Me gustaba regocijarme en el placer de descubrir cómo me irías quitando la ropa y aumentando poco a poco el calor de mi cuerpo. En mi mente, mis labios recorrían cada centímetro de tu piel y mi lengua se deslizaba poco a poco hacia tus placeres más escondidos. Mientras tú, buscabas la humedad de mi sexo. Unas cuantas caricias y roces excitantes y al fin, tú y yo,
acabábamos follando una y otra vez hasta quedar extasiados. En mi imaginación, vivía -disfrutaba mejor dicho- como nunca en la realidad lo había hecho. Sólo de pensarlo, mis pezones se dejaban notar por encima del sujetador. Aunque sólo fuera en sueños, había… me había corrido contigo.
Hoy es sábado. Y vuelvo al mismo lugar donde solemos encontrarnos. Pero mi propósito de esta noche, no va más allá de unas cuantas copas y bailar hasta que el cuerpo diga basta. Sin darme cuenta, tú te has puesto a mi lado. Y de nuevo retomamos unas de esas muchas conversaciones inacabadas.

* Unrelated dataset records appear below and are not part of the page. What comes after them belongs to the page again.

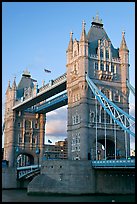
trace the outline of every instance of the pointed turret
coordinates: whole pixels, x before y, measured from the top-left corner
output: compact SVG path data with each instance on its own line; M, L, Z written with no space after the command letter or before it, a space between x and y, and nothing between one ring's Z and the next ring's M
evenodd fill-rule
M125 32L122 32L122 41L119 49L119 57L121 63L121 81L126 83L129 79L129 50L125 40ZM125 91L123 89L123 91Z
M81 34L81 38L80 41L86 42L87 41L87 37L86 37L86 31L85 31L85 21L82 21L82 34Z
M128 51L128 47L126 44L126 40L125 40L125 32L122 32L122 41L121 41L121 45L120 45L120 50L127 50Z
M67 51L73 51L73 33L70 32L70 41L69 41L69 45L68 45L68 49Z
M16 89L17 86L16 86L16 77L14 77L14 80L13 80L13 84L12 84L12 89Z
M66 53L67 53L67 64L69 64L73 56L73 33L72 32L70 32L70 41L69 41L69 45Z
M85 31L85 21L82 21L82 33L79 41L79 54L80 56L88 56L88 40Z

Todo parecía que iba a terminar con la misma palabra de siempre. Pero nunca hubiera pensado que esta noche sería diferente.
Hablamos, nos reímos y de repente se me escapa “¿nos vamos?” Tú asombrado pero deseoso, no tardas en contestar “dónde tú quieras”. En el taxi de camino a mi casa, nuestras lenguas se saborean por primera vez. Un dulce sabor, el mismo que saboreaba en mi sueño. Tus manos soban mi cuerpo y las mías amenazan tus pantalones.

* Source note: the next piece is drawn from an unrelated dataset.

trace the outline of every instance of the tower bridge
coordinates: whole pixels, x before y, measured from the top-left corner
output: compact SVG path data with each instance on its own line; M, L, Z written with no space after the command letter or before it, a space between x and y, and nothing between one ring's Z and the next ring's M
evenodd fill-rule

Nos bajamos del taxi y hasta llegar a casa, hacemos de cada rincón de la calle una razón para explorarnos.
Ya en la cama, todo se precipita demasiado rápido. Caricias, besos, abrazos... y tú ya estás dentro de mí. Será la excitación o será el alcohol pero apenas me he enterado. Y cuando quiero darme cuenta, tú ya estás gritando de placer y yo aún no he empezado a disfrutar.
Te tumbas a mi lado y me preguntas, “¿te ha gustado?”. Yo, para no decepcionarte, respondo que “sí, me ha gustado”. Mientras que mi mente se responde a sí misma “pero no como lo habría hecho soñando contigo”.
Dicen que a veces la imaginación es mucho mejor que la realidad. Y sobre todo, en el sexo. Nunca lo había creído hasta que me llegó ese momento.
Hoy debuta: La Trotona
Respecto a la cuestión que nos ocupa, siento discrepar con la mayoría, pero creo que por muy amplia que sea la imaginación, no hay nada como ver, oir, oler y tocar en vivo y en directo.
Lo de la primera vez con alguien es cierto que puede ser más complicado, pero aún así, por muy buena imaginación que tengas una paja no deja ser una paja. Y cuando terminas como no le des besitos a la pared, la imaginación se desvanece y sólo te queda la oscuridad de la habitación y los dos mil metros cuadrados de cama que te sobran cuando te acuestas solo.
Saludos y anímate a contarnos más.
Y sí, me ha pasado ;)
Besitos caóticos
Muchas veces la imaginación es mejor que la realidad, sobre todo la primera vez que dos cuerpos se juntan... Luego se repites y vuelves a repetir, MUCHO MEJOR LA REALIDAD!!
Respecto al post, evidentemente Miss Trotona nuestra imaginación es el mejor invento, siempre supera la realidad y no podemos competir con ello..., pero sinceramente prefiero que sea un poco peor y sentir el orgasmo, las caricias, y los besos en primera persona Y sin legañas de por medio!!
Buen finde y mucho sexo compñeros!!!